Computer Friday Nov 19, 2021: Documenting data (FAIR data at FAIR) - Erik Ø. Sørensen

Background

Demands on data documentation are increasing as more pressure is put on researchers to provide FAIR data, ideally also FAIR data that are openly available. (It is confusing to talk about FAIR data at FAIR, but we’ll have to find a way to live with that.) The data produced from a research product is now often seen as a primary research product, in need of much more resources and attention than it has been afforded previously.

In the past, data documentation for publishing data is something that might be hurriedly put together at the time of final acceptance of the paper - providing a replication package for journals that expect that. Sometimes, contractual obligations meant that data needed to be provided for NSD; that
sometimes happened long after actual publication (unfortunately).

The job of documenting data in detail will eventually have to be done. Is there any reason to postpone that work until publishing data at the time of paper publication? There is an obvious need for some documentation also during the analysis. Even if the person or team that is intensively involved in the analysis is intimately familiar with the details of the data, the rest of the team often are not as informed about what information is actually in the data.

In the documentation stage, it can happen that misunderstandings about the content of data are cleared up. Better to do this early.
In the documentation stage, it often becomes clear that the data file to document needs to be non-redundant and with useful names. the data that people work on is a bit of a mis-mash of raw data and analytical files. It would be better to freeze and document the useful set of raw data early on and have the analysis be based on this attempt at a final data product instead of having to modify the code as the structure of data changes just before submission.

Tools

There are tools that can help with documentation of data according to recognized standards. In social science, an important set of standards are provided by the Data Documentation Initiative (DDI). Tool providers are:

Nesstar Publisher: This is a tool that NSD - Norwegian centre for research data has developed and use in their own archiving services. This tool can also ingest Stata data files and use labels. The Stata files must have been saved with saveold XX, version(11) to be ingestible. Produces a nice pdf output and a DDI-Codebook .xml file, see example at Harvard Dataverse: Replication Data for: Leadership and Incentives. Windows software. Free for use, and each researcher can use it.
Colectica: A commercial enterprise that sells both lightweight Colectica for Excel and the more heavy duty (and more expensive) Colectiva Designer. These tools can ingest Stata data files, use labels from those data files and write pdf and DDI-Lifecycle .xmlfiles. Windows software. The full-blown Designer is more polished and up-to-date than Nesstar, but it is costly, at $59/user per month.
DataWiz A system developed at the Leibniz Institute for Psychology in Trier. Unclear how available this. Web-based.

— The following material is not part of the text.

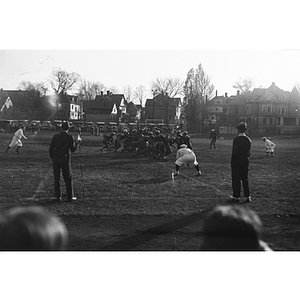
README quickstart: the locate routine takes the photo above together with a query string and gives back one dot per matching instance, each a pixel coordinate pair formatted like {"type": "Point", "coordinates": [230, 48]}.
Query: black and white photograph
{"type": "Point", "coordinates": [150, 140]}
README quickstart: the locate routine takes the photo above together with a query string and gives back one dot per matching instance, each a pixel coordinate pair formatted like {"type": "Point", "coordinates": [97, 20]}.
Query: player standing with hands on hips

Productive use of these packages depend on having some understanding of what the fields are intended to mean in the relevant DDI standard. We should think about creating a standard template for fields to populate. There is some guidance in the Best practices document developed by people at (Ontario Data Documentation, Extraction Service and Infrastructure).

Standard operating procedures?

I think we should discuss whether there is a potential for common Standard Operating Procedure (SOP) at FAIR, this would provide guidance to new researchers, we could make them such that some internal quality assurance process is possible and improve the quality of the data product.